Ankara’da Mansur Yavaş olayı artık kabak tadı verdi


Mansur Yavaş beş yıl önceki seçimde MHP’nin henüz AKP’nin payandası olmadığı bir dönemde, Ankara’da MHP’nin de güçlü olduğu varsayımı ile CHP adayı yapılmıştı.
“Hile oldu, olmadı” ne derseniz deyin sonuçta Yavaş kazanamadı.
Geçen beş yıl içinde kimse Mansur Yavaş’ı siyasetin içinde görmedi.
Şimdi seçim dönemi gelince akıllara yine düşürüldü.
Sanki Ankara’daki CHP seçmeni yine çantada keklik “milliyetçi muhafazakar adayla kazanırız ancak” mantığı ile Mansur Yavaş pazarlanıyor.
O da kastıkça kasıyor, “Yok bir parti adayı olmazmış, yok ortak aday olmalıymış” gibi gerekçelerle gündemde kalıyor ve “bulunmaz Hint kumaşı” süsü veriyor kendine.
CHP’nin oyu elbette Ankara’da tek başına yetmiyor ama seçim kazanması için ille MHP eğilimli birine de ihtiyacı yok herhalde.
Düzgün bir aday bulunması halinde akıl ve mantık Ankara seçmenini partilerine rağmen bir araya getirecektir.

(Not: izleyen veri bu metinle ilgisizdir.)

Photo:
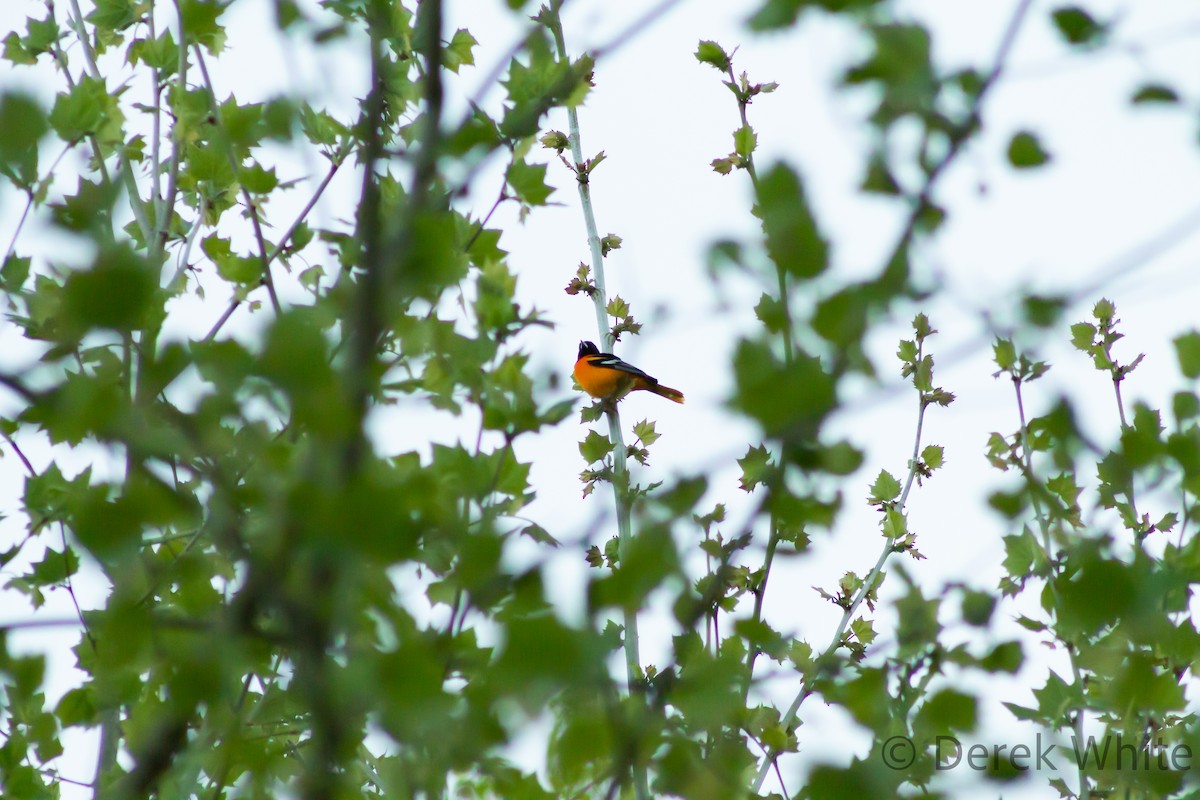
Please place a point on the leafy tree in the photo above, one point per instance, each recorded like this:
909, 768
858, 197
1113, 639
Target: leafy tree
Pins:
292, 609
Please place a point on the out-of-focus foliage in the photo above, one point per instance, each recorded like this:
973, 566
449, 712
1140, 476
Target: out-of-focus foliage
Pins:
259, 549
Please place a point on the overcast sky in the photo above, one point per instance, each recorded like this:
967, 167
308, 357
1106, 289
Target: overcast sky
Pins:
1121, 179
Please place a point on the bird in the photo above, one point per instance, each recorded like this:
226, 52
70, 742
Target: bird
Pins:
606, 377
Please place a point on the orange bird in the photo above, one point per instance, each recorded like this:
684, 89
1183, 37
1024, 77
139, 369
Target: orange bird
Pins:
609, 378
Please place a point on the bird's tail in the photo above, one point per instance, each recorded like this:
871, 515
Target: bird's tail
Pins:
666, 391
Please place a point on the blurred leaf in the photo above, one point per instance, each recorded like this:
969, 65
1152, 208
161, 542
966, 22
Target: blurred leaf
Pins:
793, 241
1078, 26
1025, 151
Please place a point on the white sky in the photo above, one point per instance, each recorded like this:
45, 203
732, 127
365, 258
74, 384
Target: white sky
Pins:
1120, 178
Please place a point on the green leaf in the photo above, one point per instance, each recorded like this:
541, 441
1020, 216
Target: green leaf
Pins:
784, 398
528, 182
933, 456
115, 14
595, 446
15, 272
233, 268
87, 109
885, 489
23, 125
1005, 354
713, 54
1025, 151
1078, 26
978, 607
258, 180
117, 293
1083, 335
948, 710
160, 53
617, 307
646, 433
793, 241
460, 50
745, 140
199, 22
755, 468
1156, 94
1187, 350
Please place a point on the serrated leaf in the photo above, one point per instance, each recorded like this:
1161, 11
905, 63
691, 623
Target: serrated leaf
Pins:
885, 489
933, 456
645, 431
595, 446
713, 54
755, 467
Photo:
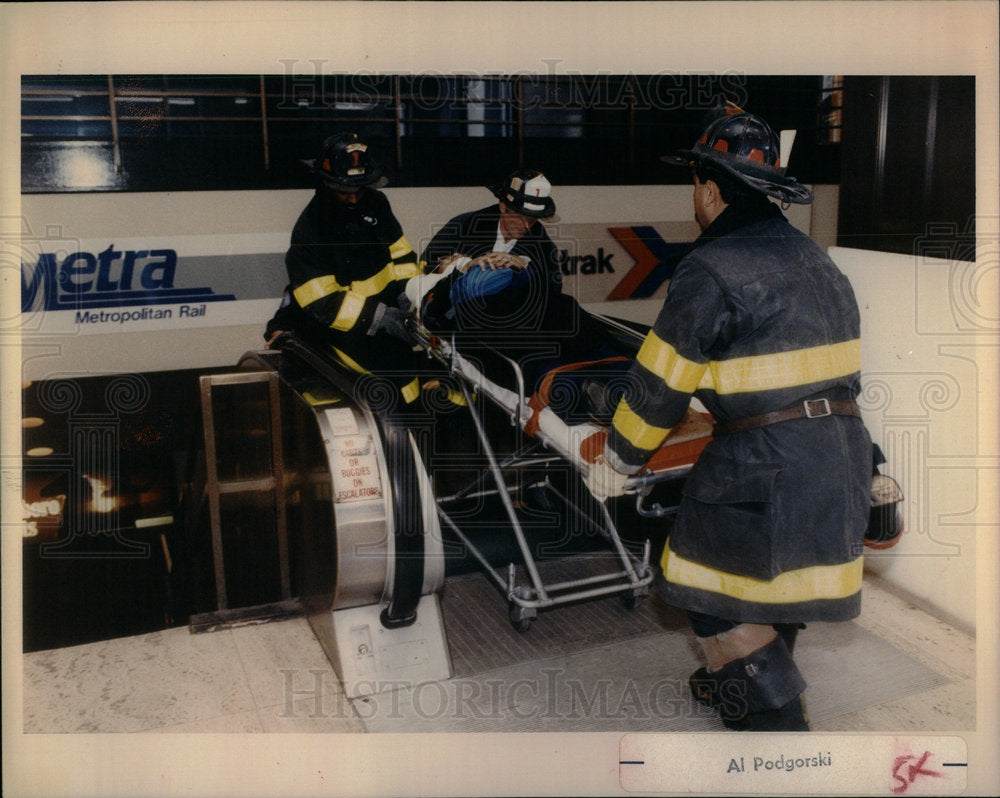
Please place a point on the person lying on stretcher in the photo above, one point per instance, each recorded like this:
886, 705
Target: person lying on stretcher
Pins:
495, 284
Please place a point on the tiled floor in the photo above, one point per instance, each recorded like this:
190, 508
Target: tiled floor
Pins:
275, 678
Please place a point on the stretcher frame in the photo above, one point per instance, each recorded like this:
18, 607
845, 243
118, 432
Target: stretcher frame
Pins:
632, 575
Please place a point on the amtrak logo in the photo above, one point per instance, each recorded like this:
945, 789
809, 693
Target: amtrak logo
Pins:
108, 279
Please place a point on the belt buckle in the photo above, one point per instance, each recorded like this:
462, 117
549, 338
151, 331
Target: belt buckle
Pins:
822, 412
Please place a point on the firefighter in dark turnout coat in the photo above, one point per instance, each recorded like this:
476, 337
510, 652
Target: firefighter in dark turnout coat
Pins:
760, 325
347, 256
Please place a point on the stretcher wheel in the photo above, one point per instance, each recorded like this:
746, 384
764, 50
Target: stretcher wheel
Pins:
521, 617
632, 599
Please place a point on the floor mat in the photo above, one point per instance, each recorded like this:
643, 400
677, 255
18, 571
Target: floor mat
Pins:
596, 666
481, 638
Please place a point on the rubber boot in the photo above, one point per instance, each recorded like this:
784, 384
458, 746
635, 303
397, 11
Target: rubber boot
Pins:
788, 632
758, 692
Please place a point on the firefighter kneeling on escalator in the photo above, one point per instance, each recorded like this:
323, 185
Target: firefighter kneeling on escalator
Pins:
763, 328
348, 264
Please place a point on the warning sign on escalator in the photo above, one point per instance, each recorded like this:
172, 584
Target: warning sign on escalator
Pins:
352, 459
355, 469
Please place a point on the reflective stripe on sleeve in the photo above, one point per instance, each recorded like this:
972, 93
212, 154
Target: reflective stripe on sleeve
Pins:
349, 311
637, 432
785, 369
662, 359
804, 584
317, 288
399, 248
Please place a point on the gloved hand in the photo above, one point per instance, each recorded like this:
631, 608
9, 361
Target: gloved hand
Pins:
391, 321
605, 482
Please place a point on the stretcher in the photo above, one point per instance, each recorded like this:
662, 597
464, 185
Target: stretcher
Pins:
549, 435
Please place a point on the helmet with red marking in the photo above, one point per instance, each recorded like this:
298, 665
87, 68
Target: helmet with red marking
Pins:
745, 147
528, 192
346, 165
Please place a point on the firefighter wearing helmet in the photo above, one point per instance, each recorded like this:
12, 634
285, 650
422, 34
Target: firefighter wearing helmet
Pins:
762, 327
348, 256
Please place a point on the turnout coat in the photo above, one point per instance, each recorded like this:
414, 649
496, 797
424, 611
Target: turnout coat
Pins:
343, 262
757, 318
522, 312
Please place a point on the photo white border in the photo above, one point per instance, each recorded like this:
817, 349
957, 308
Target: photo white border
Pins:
862, 37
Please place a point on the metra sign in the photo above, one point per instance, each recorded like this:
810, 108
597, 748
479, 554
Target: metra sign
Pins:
109, 279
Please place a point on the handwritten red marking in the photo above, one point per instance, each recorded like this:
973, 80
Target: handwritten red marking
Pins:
900, 767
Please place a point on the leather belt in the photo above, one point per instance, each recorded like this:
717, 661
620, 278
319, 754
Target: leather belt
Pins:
810, 408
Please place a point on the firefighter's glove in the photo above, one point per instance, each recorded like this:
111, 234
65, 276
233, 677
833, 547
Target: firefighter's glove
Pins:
603, 481
391, 321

CHP muhalefete “CHP her durumda ayakta kalır nasıl olsa, siz tamamen silineceksiniz” diyebilse ve kendi adayını gösterebilse inanıyorum ki halk da bunu görecek ve partilerine rağmen CHP adayına oy verecektir.
Bana ille de “kim olabilir” diye sorarsanız “Ankara’da herkesin tanıyıp sevdiği Cengiz Topel Yıldırım’ı niye hâlâ düşünmüyorsunuz” derim.